September 1, 2020
Recent research by a team that included William Vizuete, PhD, and Marc Serre, PhD, associate professors at the UNC Gillings School of Global Public Health, adds to mounting evidence that long-term exposure to particulate matter pollution contributes to memory loss and may accelerate aging of the brain, especially later in life.
The study, “Exposure to Fine Particulate Matter and Temporal Dynamics of Episodic Memory and Depressive Symptoms in Older Women,” published in February in Environment International, focused on pollution from very small particulate matter with an aerodynamic diameter of less than 2.5 microns (PM2.5) because previous studies have associated this type of pollution with cognitive deficits in humans and animals. Data also suggest that exposure to these small particulates increases risk of depression. Possible explanations for these effects include inflammation of nervous tissue, oxidative stress, vascular damage, general or peripheral inflammation, or direct damage.
The recent study drew on a bank of data from an earlier initiative of the National Institutes of Health examining memory and health in women ages 50–79 during a 15-year period. The Women’s Health Initiative Study of Cognitive Aging (WHISCA) collected longitudinal data on more than 2,000 women who did not display dementia in 1999. The WHISCA used the 15-item Geriatric Depression Scale to assess depressive symptoms at baseline and end line, and episodic memory was assessed by reading participants a list of 16 words and then asking them to repeat the words they remembered. Cognitive impairment and dementia were detected through a battery of tests conducted by telephone and were classified according to the Fourth Edition of the Diagnostic and Statistical Manual of Mental Disorders.

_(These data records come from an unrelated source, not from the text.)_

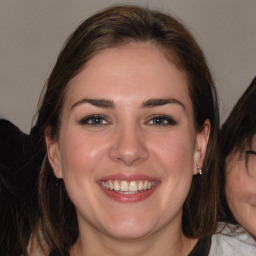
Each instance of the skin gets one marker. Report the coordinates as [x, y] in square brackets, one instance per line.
[241, 188]
[129, 142]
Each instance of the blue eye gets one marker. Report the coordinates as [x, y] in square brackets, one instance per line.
[250, 152]
[162, 120]
[94, 120]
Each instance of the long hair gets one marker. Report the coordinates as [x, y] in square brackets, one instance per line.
[237, 133]
[114, 27]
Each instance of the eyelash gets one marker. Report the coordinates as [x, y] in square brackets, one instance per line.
[159, 119]
[98, 120]
[90, 120]
[250, 152]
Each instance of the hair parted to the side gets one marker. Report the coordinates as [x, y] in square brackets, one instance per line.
[236, 134]
[113, 27]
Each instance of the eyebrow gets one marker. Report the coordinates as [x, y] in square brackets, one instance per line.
[160, 102]
[109, 104]
[101, 103]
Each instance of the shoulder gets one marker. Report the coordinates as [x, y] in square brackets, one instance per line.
[230, 243]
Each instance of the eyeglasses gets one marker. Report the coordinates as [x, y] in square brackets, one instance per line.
[251, 162]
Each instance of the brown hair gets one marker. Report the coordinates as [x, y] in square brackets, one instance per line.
[113, 27]
[236, 134]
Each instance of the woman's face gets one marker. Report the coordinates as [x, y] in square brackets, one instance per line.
[127, 148]
[241, 187]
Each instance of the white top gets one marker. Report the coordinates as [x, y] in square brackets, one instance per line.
[228, 243]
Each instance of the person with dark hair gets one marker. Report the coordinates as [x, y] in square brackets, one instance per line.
[130, 118]
[238, 162]
[20, 161]
[131, 125]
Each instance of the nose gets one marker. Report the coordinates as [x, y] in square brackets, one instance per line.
[128, 147]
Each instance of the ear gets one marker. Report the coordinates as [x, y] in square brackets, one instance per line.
[202, 138]
[53, 153]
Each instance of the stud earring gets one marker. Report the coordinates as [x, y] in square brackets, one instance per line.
[199, 170]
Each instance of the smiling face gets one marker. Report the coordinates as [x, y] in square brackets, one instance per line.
[241, 187]
[127, 147]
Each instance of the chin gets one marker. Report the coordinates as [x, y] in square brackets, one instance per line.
[129, 229]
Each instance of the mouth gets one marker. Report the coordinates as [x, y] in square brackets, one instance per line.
[128, 187]
[133, 190]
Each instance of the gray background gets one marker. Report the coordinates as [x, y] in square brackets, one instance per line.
[33, 32]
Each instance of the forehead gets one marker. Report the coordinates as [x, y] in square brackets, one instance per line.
[132, 70]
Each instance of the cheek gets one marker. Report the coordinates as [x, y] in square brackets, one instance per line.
[82, 153]
[176, 152]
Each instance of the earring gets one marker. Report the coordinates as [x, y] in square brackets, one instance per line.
[57, 182]
[199, 170]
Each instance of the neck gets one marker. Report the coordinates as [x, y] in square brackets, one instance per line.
[164, 243]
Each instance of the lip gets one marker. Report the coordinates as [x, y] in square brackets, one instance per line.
[128, 198]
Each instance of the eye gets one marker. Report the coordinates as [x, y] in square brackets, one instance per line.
[94, 120]
[250, 152]
[162, 120]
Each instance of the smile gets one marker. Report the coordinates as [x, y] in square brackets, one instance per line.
[128, 187]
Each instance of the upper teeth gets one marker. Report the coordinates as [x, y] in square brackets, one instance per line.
[128, 186]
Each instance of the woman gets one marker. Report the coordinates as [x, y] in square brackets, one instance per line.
[130, 120]
[238, 162]
[127, 115]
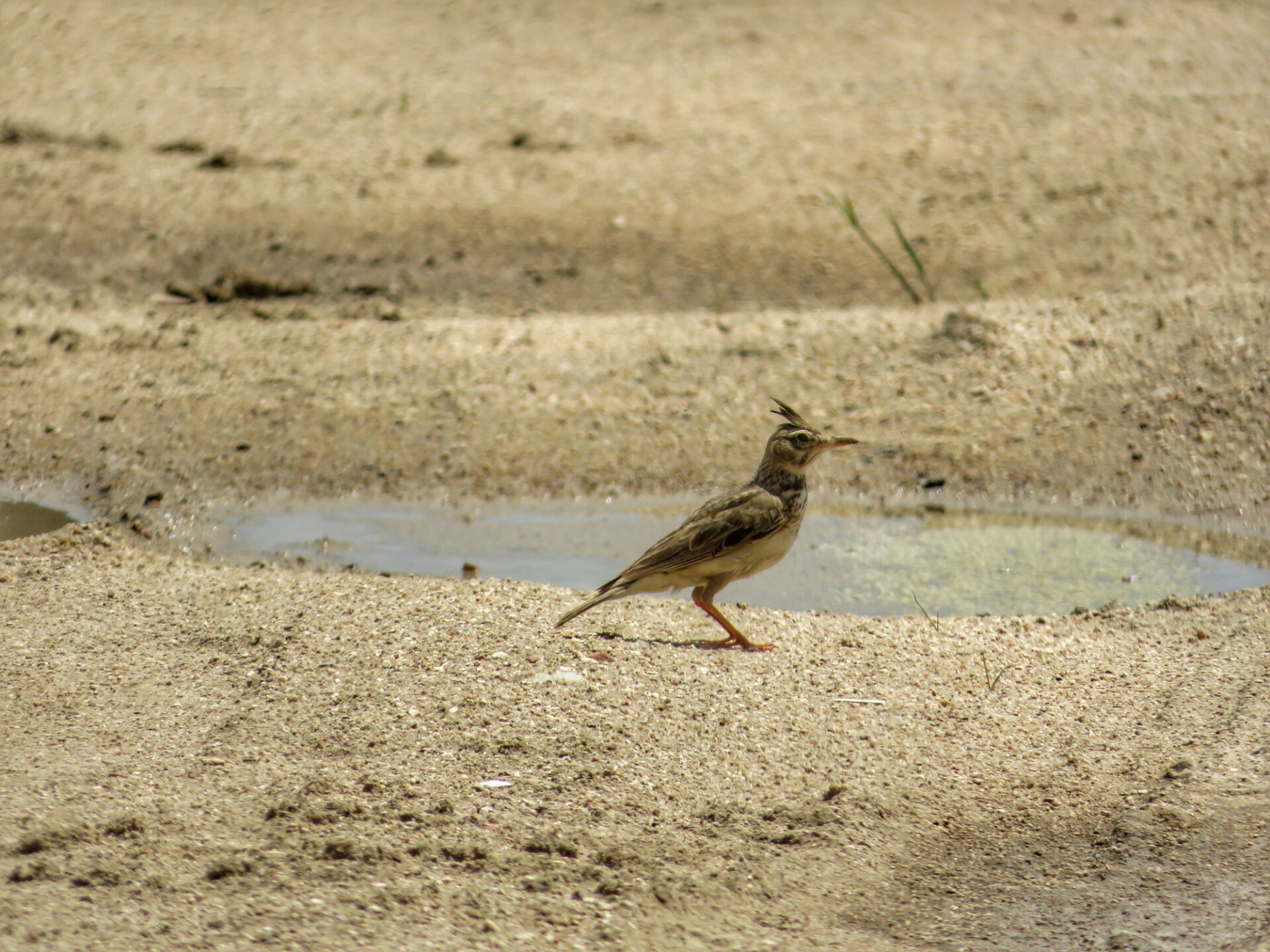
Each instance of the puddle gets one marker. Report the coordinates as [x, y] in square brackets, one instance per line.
[843, 561]
[21, 520]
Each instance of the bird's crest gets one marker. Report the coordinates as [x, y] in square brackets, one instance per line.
[792, 415]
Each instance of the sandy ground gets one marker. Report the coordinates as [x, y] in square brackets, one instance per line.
[447, 252]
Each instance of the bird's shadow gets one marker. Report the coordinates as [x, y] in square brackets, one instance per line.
[700, 644]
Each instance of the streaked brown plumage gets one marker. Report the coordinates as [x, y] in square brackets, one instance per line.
[732, 536]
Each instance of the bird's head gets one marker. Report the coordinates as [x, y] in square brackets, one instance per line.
[796, 444]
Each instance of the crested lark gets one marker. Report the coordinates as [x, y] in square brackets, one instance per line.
[733, 536]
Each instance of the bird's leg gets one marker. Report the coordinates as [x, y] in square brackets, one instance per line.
[734, 637]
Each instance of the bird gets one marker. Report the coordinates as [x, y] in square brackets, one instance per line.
[733, 536]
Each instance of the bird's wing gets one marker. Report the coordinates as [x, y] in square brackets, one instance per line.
[722, 526]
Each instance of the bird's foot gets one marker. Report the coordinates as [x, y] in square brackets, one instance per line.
[736, 641]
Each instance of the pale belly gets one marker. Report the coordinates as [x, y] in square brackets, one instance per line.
[724, 569]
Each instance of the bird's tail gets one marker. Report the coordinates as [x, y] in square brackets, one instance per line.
[600, 597]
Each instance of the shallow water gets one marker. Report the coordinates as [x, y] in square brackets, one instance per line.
[841, 563]
[21, 520]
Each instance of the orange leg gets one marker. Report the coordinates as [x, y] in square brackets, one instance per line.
[734, 637]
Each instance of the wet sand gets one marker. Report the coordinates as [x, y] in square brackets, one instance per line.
[545, 252]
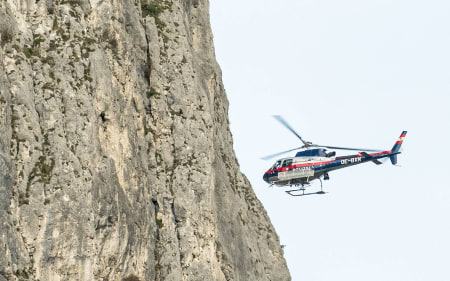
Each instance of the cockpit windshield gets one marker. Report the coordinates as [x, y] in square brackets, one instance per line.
[276, 165]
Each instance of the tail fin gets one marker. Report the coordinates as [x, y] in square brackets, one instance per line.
[396, 148]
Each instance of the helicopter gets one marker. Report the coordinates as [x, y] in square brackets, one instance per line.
[314, 162]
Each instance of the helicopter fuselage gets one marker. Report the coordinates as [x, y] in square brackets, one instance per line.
[312, 164]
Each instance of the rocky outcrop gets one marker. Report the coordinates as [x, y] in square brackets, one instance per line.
[116, 159]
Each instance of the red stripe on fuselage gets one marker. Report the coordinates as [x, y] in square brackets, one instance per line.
[287, 168]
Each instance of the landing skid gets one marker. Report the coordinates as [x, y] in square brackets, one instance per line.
[303, 188]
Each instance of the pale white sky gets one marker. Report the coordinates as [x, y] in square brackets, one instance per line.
[346, 73]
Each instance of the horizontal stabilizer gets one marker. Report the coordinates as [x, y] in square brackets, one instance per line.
[376, 161]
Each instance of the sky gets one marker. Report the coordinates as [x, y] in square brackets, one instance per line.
[355, 74]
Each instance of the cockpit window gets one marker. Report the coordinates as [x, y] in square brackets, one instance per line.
[276, 165]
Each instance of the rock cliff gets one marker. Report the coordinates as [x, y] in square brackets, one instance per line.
[116, 159]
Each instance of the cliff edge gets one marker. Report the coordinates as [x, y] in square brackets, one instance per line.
[116, 158]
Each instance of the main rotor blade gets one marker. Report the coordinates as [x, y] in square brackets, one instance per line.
[347, 148]
[284, 123]
[268, 157]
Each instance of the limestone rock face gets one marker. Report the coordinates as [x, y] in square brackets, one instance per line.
[116, 159]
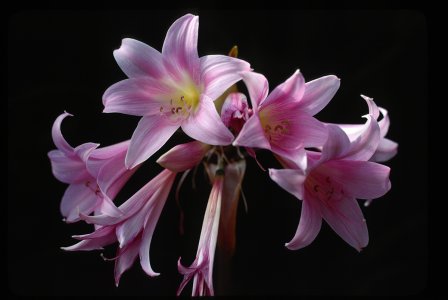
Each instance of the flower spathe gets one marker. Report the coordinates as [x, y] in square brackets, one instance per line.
[201, 270]
[171, 90]
[326, 166]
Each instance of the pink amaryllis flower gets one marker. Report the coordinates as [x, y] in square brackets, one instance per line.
[95, 176]
[282, 121]
[201, 270]
[387, 148]
[133, 229]
[332, 182]
[172, 89]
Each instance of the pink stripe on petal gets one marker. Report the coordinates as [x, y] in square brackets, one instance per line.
[78, 198]
[337, 143]
[151, 134]
[318, 94]
[309, 226]
[360, 179]
[346, 219]
[180, 44]
[291, 90]
[291, 180]
[386, 150]
[258, 87]
[219, 72]
[58, 138]
[205, 125]
[136, 96]
[137, 59]
[252, 135]
[183, 157]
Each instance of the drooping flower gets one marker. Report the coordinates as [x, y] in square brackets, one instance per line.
[387, 148]
[172, 89]
[95, 175]
[133, 230]
[332, 182]
[201, 270]
[282, 121]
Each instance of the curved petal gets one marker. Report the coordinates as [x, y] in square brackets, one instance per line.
[386, 150]
[365, 145]
[252, 135]
[257, 86]
[360, 179]
[137, 59]
[183, 157]
[337, 144]
[125, 258]
[78, 198]
[136, 96]
[309, 226]
[346, 219]
[290, 91]
[318, 93]
[151, 134]
[67, 169]
[58, 138]
[219, 72]
[181, 42]
[205, 125]
[291, 180]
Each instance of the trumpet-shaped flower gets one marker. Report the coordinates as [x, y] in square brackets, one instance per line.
[171, 90]
[282, 121]
[133, 229]
[332, 182]
[201, 270]
[95, 175]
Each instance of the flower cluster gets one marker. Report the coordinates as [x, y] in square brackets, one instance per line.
[326, 166]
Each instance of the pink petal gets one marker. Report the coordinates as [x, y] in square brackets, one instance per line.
[257, 86]
[137, 59]
[183, 157]
[78, 198]
[84, 151]
[151, 222]
[336, 145]
[290, 91]
[219, 72]
[346, 219]
[151, 134]
[360, 179]
[318, 94]
[252, 135]
[385, 151]
[291, 180]
[373, 108]
[365, 145]
[126, 257]
[309, 226]
[181, 41]
[92, 244]
[58, 138]
[136, 96]
[68, 169]
[205, 125]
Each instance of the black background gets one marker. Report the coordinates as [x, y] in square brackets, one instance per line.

The WHISCA data proved particularly useful because of the length of time it covered and because it involved geolocation data from across the country. The cognitive testing, the women’s age, and the size and national aspect of the cohort made it relevant for the research team’s needs. Vizuete and Serre developed innovative methods to use location information collected through the WHISCA to construct models that estimated participants’ PM2.5 exposure based on data from the United States Environmental Protection Agency.
They found that higher exposure to PM2.5 was associated with greater annual declines in verbal learning and ability to recall information after both a short and long delay — findings that build on a 2014 study involving less robust tests of memory. The data suggest that exposure to PM2.5 damages areas of the brain responsible for episodic memory — and that accelerated episodic memory loss is associated with symptoms of depression. Though there is a link between depressive symptoms and accelerated brain aging and dementia, the direction of this relationship is unclear.
“This study shows that there is a connection with damage to brain areas and chronic exposures to PM2.5,” said Vizuete. “There are very few findings that have made this kind of connection with PM2.5. This one was only made possible by the methods Dr. Serre and I developed to estimate PM2.5 exposures for this national cohort.”
When combined with an earlier study that examined the effects of PM2.5 exposure on the brains of mice, these findings give researchers more information about the dangers of PM2.5 exposure for humans — information that Vizuete thinks may be of interest to environmental regulators.
“These articles, when put together, suggest that PM2.5 exposure is an environmental risk factor for accelerated aging of the brain in later life,” he said. “This has implications for why and how we regulate PM2.5.”
A growing body of research on particulate matter pollution has made its dangers increasingly apparent. A recent study covered by The New York Times exposed links between chronic exposure to PM2.5 pollution and increased levels of COVID-19 mortality.
The innovative research methods that Vizuete and Serre pioneered likely will prove useful for future research seeking to examine the impact of other types of environmental exposures.
“We are continuing to develop these estimation techniques as part of a study with Dr. Lawrence S. Engel, looking at the cohort involved in the Gulf of Mexico BP oil spill,” said Vizuete. “We will be able to provide, for the first time, estimations of this cohort’s exposure to benzene, toluene, xylenes and styrene since the oil spill, allowing researchers to discern between any impacts from the spill cleanup.”